In [None]:
import os
import site
os.environ["PYTHONPATH"] = site.USER_BASE + "/lib/python2.7/site-packages:" + os.environ["PYTHONPATH"]

In [None]:
print(os.environ["PYTHONPATH"])

In [None]:
import os.path
from lxml import etree
%matplotlib inline
import matplotlib.pyplot as plt

In [None]:
def extract_words_coords(filename):
    """
    Parse a BL_newspaper XML file and extract words and coordinates. 
    Both BL_page with pageWord sub-elements or BL_article with
    articleWord sub-elements are handled.
    
    :param filename: file name
    :type filename: str or unicode
    :return: list of ([X, Y, W, H], word)
    :rtype: list(tuple(list(int), str or unicode))
    """
    with open(filename, "r") as f:
        parser = etree.XMLParser(recover=False)
        document_tree = etree.parse(f, parser)
    root_element = document_tree.getroot()
    elements = document_tree.xpath("/BL_newspaper/BL_page")
    query = "//pageWord"
    if not elements:
        elements = document_tree.xpath("/BL_newspaper/BL_article")
        query = "//articleWord"
    element = elements[0]
    print("Word element: " + query)
    word_elts = element.xpath(query)
    assert word_elts, ("No " + query + " elements")
    print(("Number of words: " + str(len(word_elts))))
    word_coords = []
    for word_elt in word_elts:
        coords = word_elt.attrib["coord"].split(",")
        coords = [int(c) for c in coords]
        word = word_elt.text
        word_coords.append((coords, word))
    return word_coords

In [None]:
def plot_words(word_coords, subplot):
    """
    Plot words on a subplot.
    
    :param word_coords: list of ([X, Y, W, H], word)
    :rtype word_coords: list(tuple(list(int), str or unicode))
    :param subplot: file name
    :type subplot: matplotlib.axes._subplots.AxesSubplot
    """
    for ([x, y, w, h], word) in word_coords:
        subplot.text(x, y, word, fontsize=6)

In [None]:
def create_text_subplot(title, word_coords):
    """
    Create a figure and plot words in a sub-plot.

    :param title: figure title
    :type type: str or unicode
    :param word_coords: list of ([X, Y, W, H], word)
    :rtype word_coords: list(tuple(list(int), str or unicode))
    :return: figure
    :rtype: matplotlib.figure.Figure
    """
    figure = plt.figure(figsize=(10, 20), dpi=100)
    figure.suptitle(title, fontsize=14, fontweight='bold')
    subplot = figure.add_subplot(111)  # 1x1 grid, 1st subplot
    subplot.axis([0, 3000, 6000, 0])  # Invert Y axis.
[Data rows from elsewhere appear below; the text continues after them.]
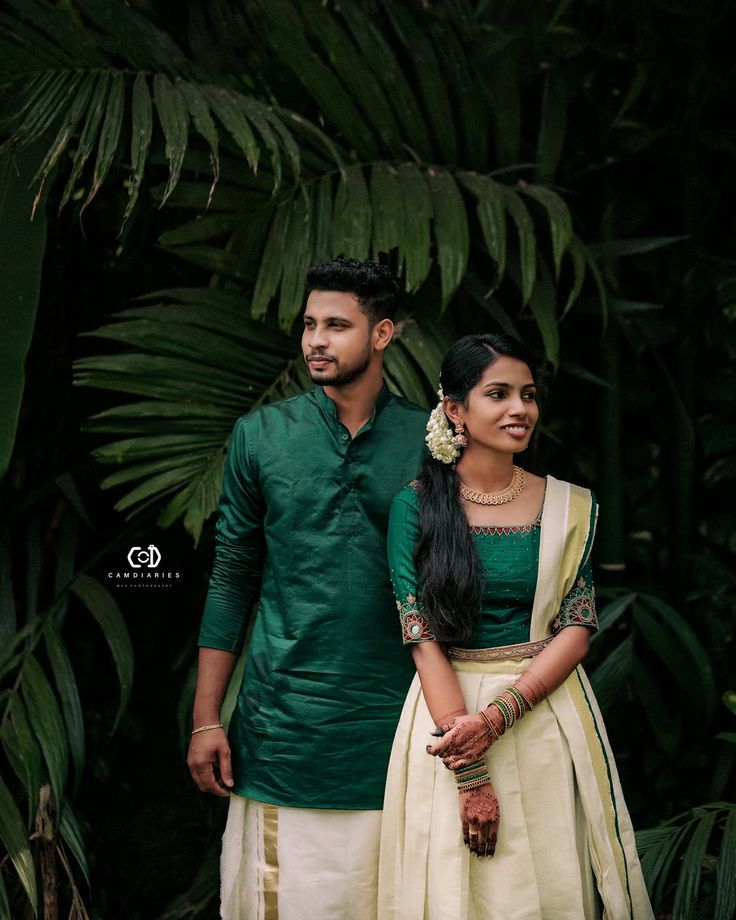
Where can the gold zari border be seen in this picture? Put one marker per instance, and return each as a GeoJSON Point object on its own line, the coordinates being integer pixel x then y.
{"type": "Point", "coordinates": [523, 650]}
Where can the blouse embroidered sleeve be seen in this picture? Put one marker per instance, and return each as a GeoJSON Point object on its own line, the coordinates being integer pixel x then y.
{"type": "Point", "coordinates": [578, 605]}
{"type": "Point", "coordinates": [403, 533]}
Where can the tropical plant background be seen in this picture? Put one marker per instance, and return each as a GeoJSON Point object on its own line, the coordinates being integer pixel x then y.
{"type": "Point", "coordinates": [557, 170]}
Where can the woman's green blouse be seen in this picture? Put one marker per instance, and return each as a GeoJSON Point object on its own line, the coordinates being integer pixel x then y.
{"type": "Point", "coordinates": [509, 558]}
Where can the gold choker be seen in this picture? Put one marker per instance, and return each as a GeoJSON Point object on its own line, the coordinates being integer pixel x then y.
{"type": "Point", "coordinates": [512, 491]}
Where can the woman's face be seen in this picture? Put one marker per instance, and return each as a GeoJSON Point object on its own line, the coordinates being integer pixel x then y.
{"type": "Point", "coordinates": [501, 409]}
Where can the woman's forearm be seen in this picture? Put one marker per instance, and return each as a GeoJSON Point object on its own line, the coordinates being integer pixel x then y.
{"type": "Point", "coordinates": [554, 664]}
{"type": "Point", "coordinates": [440, 686]}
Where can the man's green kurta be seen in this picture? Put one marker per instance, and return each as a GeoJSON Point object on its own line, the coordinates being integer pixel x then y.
{"type": "Point", "coordinates": [303, 519]}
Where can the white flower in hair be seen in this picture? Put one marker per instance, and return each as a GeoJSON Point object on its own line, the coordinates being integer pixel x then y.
{"type": "Point", "coordinates": [440, 438]}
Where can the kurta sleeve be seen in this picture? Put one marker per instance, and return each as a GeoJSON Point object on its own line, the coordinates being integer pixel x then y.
{"type": "Point", "coordinates": [578, 605]}
{"type": "Point", "coordinates": [403, 533]}
{"type": "Point", "coordinates": [236, 574]}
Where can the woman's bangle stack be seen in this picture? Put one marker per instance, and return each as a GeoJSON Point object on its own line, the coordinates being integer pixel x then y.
{"type": "Point", "coordinates": [472, 776]}
{"type": "Point", "coordinates": [512, 703]}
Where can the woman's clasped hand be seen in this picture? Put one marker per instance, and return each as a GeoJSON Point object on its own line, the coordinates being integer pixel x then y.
{"type": "Point", "coordinates": [467, 740]}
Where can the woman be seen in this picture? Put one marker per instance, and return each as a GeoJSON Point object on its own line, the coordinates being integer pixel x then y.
{"type": "Point", "coordinates": [492, 576]}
More intuitive than plt.gca().invert_yaxis()
    # plt.autoscale(False)
    subplot.autoscale_view(scalex=False, scaley=False)
    subplot.axes.get_xaxis().set_visible(False)
    subplot.axes.get_yaxis().set_visible(False)
    plot_words(word_coords, subplot)
    return figure

In [None]:
def create_text_plot(directory, filename, title, limit=-1):
    """
    Create a figure and plot words in a sub-plot.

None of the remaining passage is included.